Repricing is a relatively new aspect of marketplace E-commerce (like Amazon), that is here to stay. It involves sellers having to constantly change their prices, according to the market wave. Instinctively, both sellers and buyers are solely affected by repricing. Let’s take a peek look at how it works.
There are basically two types of repricing method; manual and automatic
Manual repricing involves physically adjusting the prices of the product, it can be time-consuming, with some sellers citing several hours per day that is lost due to manual repricing. This method of repricing can be very handy when sellers have few products.
However, automatic repricing involves an automated repricer like our eReprice that automates the whole process via advanced logic and developed algorithms that can be customised to suit the seller’s purpose. This software is capable of automatically changing the prices of products by itself. Therefore, sellers with a large number of products, who want to save time and money, can always opt for the automated repricer.
In the world of repricing, there are fundamental points such as minimum and maximum prices. The minimum price refers to the lowest possible price that a seller is willing to sell the product at, while the maximum price is a peak target that a seller wishes to make a sale at, so as to obtain the highest profit margin possible.
Regardless of the type of repricing technique a seller chooses to use, setting a minimum price is a major priority, this enables the seller to know just how low they can go with the price of their product without having to worry about losing money. This becomes very key, especially for sellers who choose to use manual repricing method, because they would have to keep very detailed records of their prices.
Conversely, with an automated repricer such as ereprice, sellers still need to set a minimum price, so as to enable the repricer know its limits and never to go below it. However, the maximum price is not always required, but by setting the maximum price, the seller gives the repricer the liberty not to be restricted by the market maximum price, rather by the sellers given price.
There are three strategies used in an automated repricer: algorithmic, custom, or a combination of both. Keep in mind that unlike ereprice, not all repricers offer the ability to use more than one of these strategies.

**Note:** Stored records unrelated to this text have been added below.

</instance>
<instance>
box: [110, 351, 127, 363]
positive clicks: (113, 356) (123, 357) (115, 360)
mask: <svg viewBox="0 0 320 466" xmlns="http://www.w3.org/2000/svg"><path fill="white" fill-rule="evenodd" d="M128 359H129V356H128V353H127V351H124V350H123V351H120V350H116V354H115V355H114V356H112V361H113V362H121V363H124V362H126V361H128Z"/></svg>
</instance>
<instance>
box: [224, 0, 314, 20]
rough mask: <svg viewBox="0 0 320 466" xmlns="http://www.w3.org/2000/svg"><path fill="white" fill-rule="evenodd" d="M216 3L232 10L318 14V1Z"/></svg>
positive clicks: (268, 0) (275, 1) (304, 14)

Each strategy bequeaths a different type of sale outcome. The algorithmic strategies are not customizable, i.e. they are rigid and have one a goal in mind, for example obtaining the Buy Box on Amazon. The repricer would place its focus on getting all products assigned to the algorithmic strategy within the Buy Box. Custom strategies allows the seller to set rules based on proposed outcome. Having the unique option to be able to switch between the two strategies makes up the ideal foundation for a pricing strategy.